O vice-presidente e coordenador operacional do grupo, Maikel Douglas Vasconcellos, informa que Adriana atua como voluntária há cerca de um ano e que o namorado, Robson, fez curso de atendimento pré-hospitalar (APH) a fim de apoiar sua atuação. “Adriana e Robson são inocentes. Queremos conscientizar as pessoas para que não distribuam informações falsas nas redes”, diz o coordenador à BBC News Brasil.
O retorno para casa ocorreu somente no dia 4 de novembro. O choque, porém, ainda produz efeitos. O namorado teve de se ausentar do trabalho por dois dias em razão do episódio. A família foi privada do uso do automóvel, que tivera a identificação exposta.
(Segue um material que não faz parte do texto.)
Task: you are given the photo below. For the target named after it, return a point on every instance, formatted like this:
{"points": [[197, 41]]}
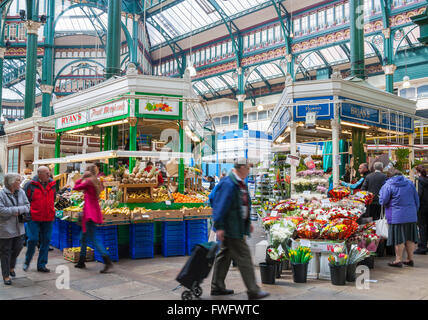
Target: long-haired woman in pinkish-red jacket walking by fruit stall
{"points": [[92, 188]]}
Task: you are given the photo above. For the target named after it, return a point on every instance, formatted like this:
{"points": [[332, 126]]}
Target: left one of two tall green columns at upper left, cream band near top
{"points": [[32, 26]]}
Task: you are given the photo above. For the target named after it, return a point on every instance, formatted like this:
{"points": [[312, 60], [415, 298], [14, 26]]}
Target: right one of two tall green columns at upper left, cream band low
{"points": [[48, 61]]}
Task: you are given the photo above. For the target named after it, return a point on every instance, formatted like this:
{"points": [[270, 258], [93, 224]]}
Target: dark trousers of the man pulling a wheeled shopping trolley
{"points": [[238, 250]]}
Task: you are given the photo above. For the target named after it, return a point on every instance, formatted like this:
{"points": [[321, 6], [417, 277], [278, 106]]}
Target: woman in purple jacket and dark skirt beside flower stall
{"points": [[401, 201]]}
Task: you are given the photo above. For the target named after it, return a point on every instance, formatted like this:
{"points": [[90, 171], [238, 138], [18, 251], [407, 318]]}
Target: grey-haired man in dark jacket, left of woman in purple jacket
{"points": [[373, 183]]}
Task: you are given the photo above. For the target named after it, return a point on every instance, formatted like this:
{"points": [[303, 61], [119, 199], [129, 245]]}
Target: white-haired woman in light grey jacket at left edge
{"points": [[13, 205]]}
A filha caçula fica nervosa quando a mãe precisa sair de casa. “Não consegui voltar para minha vida normal. Acima de tudo, estou muito magoada. As pessoas que me conhecem sabem o que eu sou. Nunca fiz mal a ninguém. Nunca tive inimizade com ninguém, nem briga de escola”, desabafa, com a voz embargada.
A técnica em enfermagem diz que os usuários de redes sociais deveriam ter mais cuidado com os conteúdos que compartilham. “Sempre tive cuidado de não repassar nada. Recebo várias mensagens durante o dia, mas não sei se são verdadeiras. Hoje, é muito fácil a pessoa se esconder atrás das redes sociais. Muitas vezes, um inocente paga por isso”, afirma.
A polícia investiga pelo menos dois suspeitos, um deles próximo de Adriana, pela disseminação das mensagens. A motivação, segundo Eduardo da Cunha Corrêa, advogado da técnica em enfermagem, seria vingança. Além de calúnia e difamação, afirma Corrêa, os suspeitos podem vir a responder por crimes virtuais e de ameaça em inquérito já instaurado pela Polícia Civil.